И не дожидаясь реакции полицейских, вышел из кухни, даже не взглянув на кухарку, сидевшую в деревянном кресле-качалке. Они прошли за дворецким по коридору мимо подвала, кладовой, буфетной, прачечной, мимо комнаты экономки — к обитой зеленым сукном двери, ведущей на господскую половину.
Паркетный пол прихожей покрывали роскошные персидские ковры, стены с деревянными панелями были увешаны прекрасной работы пейзажами. Какое-то смутное воспоминание о давних временах кольнуло Монка — возможно, эпизод старого дела о каком-то ограблении — и в памяти возникло слово «фламандцы». Жизнь его до несчастного случая была полностью им забыта, и лишь иногда появлялись такие вот мимолетные вспышки памяти, подобные движению, которое поймаешь, бывало, краем глаза, а обернешься — и оказывается, что оно тебе только почудилось.
Но сейчас, следуя за дворецким. Монк старался не отвлекаться и целиком сосредоточиться на предстоящем деле. Он обязан был успешно справиться с заданием и ни в коем случае не позволить кому-либо догадаться, сколь многое из того, что должно быть ему хорошо известно, в сущности, заново собирается им по крупицам. Его репутация безупречна; все ожидают от него блестящей работы. Он постоянно видел это в глазах окружающих, это отчетливо звучало в их словах; коллеги, судя по некоторым случайным фразам, считали его талант чем-то само собой разумеющимся. Но Монк знал, что у него слишком много врагов, с нетерпением ждущих малейшей ошибки. Они тоже хвалили его, но с какой-то странной интонацией, нервничая и отводя глаза. О причинах же такого отношения, о своих собственных поступках, вызывавших в них страх, зависть и неприязнь, Монк узнавал постепенно.
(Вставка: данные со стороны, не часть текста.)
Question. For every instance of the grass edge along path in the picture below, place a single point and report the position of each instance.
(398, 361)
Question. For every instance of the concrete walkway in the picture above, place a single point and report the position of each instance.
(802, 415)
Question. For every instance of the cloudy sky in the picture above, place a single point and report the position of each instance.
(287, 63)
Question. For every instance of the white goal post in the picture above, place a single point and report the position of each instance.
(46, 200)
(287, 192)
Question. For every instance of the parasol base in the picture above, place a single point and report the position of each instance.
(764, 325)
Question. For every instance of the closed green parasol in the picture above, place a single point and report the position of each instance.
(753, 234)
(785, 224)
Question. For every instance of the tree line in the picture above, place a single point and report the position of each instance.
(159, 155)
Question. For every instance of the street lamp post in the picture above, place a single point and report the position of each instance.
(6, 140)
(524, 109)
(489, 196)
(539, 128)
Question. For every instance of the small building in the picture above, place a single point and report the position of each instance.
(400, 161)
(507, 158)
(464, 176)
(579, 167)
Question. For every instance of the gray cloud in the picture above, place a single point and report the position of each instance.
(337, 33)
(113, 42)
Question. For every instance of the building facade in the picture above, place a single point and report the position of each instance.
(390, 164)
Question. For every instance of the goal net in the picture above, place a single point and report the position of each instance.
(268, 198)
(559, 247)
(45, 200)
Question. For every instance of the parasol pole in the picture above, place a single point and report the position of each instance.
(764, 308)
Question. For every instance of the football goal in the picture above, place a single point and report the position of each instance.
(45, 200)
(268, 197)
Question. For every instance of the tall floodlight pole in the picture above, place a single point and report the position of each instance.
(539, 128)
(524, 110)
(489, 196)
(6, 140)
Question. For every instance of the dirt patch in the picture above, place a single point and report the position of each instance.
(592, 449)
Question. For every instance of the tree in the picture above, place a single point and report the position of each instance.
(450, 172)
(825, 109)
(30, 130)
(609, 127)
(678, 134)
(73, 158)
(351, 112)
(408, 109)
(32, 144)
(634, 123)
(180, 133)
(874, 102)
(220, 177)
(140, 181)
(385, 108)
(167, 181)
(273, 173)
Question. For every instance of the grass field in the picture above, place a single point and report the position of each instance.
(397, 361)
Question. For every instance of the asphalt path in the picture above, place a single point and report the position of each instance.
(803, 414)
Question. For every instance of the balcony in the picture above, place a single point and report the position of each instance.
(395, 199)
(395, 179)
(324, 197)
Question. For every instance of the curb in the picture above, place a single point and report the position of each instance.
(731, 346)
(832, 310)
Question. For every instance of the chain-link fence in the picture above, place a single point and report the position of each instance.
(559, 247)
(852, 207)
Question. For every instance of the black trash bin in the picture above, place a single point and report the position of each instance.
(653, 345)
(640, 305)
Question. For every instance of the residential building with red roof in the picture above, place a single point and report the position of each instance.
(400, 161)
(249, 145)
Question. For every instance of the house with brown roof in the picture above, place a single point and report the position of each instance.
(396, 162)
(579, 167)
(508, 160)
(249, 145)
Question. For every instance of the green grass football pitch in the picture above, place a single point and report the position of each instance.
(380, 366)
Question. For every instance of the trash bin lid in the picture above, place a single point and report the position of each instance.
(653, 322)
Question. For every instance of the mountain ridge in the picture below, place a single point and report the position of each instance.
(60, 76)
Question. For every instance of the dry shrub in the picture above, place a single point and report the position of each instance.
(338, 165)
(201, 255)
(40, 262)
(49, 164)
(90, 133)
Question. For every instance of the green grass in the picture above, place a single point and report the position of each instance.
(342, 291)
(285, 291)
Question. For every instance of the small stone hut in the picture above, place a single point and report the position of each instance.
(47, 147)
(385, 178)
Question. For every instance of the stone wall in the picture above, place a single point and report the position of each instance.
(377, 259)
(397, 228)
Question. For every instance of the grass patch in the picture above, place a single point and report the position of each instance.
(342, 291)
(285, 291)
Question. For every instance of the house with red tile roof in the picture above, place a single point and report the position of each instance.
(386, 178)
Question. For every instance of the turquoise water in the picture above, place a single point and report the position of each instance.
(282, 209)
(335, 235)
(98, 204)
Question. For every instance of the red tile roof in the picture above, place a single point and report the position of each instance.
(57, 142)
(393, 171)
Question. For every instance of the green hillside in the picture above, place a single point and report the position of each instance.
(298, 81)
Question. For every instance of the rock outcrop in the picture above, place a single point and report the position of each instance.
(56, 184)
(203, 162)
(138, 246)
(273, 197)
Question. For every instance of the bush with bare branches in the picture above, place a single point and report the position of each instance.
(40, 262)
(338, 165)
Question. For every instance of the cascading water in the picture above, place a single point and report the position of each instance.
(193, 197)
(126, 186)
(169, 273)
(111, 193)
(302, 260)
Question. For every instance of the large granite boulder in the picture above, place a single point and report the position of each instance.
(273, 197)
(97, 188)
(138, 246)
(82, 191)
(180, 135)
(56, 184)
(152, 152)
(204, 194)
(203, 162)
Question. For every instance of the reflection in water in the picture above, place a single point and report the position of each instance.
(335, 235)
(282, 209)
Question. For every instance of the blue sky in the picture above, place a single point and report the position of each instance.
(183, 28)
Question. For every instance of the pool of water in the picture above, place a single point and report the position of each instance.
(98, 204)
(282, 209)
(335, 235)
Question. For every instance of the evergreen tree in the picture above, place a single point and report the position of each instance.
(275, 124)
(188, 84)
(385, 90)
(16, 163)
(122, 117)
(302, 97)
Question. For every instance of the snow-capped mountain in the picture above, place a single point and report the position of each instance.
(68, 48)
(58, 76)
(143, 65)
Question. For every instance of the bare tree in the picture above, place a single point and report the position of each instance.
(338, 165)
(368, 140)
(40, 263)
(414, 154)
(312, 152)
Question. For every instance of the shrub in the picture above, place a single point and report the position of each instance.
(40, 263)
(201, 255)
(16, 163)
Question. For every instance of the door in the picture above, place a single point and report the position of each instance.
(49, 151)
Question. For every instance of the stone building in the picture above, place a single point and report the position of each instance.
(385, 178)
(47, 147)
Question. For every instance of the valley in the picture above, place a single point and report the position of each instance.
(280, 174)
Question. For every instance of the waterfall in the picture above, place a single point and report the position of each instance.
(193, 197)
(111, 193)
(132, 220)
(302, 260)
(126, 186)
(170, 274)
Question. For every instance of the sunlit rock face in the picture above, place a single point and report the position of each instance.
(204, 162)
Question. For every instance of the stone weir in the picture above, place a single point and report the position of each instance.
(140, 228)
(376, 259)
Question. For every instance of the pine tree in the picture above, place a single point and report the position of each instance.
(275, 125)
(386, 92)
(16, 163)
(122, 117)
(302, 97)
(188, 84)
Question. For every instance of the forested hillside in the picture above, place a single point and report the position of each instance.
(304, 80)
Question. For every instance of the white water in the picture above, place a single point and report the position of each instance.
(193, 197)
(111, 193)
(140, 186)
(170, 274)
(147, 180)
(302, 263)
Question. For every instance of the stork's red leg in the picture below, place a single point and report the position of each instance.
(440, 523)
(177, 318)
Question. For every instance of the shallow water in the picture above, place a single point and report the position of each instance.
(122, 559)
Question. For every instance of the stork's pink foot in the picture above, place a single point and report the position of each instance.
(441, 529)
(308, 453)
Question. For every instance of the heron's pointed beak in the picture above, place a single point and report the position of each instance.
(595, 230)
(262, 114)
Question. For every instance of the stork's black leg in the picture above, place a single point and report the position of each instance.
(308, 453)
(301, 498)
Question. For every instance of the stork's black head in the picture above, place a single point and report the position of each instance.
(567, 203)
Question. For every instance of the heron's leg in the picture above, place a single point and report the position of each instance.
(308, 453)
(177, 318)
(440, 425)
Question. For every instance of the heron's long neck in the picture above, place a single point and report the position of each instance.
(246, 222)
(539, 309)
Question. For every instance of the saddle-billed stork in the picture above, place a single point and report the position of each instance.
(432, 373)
То и дело он сталкивался со свидетельствами своего былого мастерства, чутья, неустанного поиска истины, неслыханной работоспособности, непомерного честолюбия, нетерпимости к бездарям и лентяям. И, в конце концов, даже после несчастного случая, лишившего его памяти, он сумел справиться с исключительно трудным делом Грея.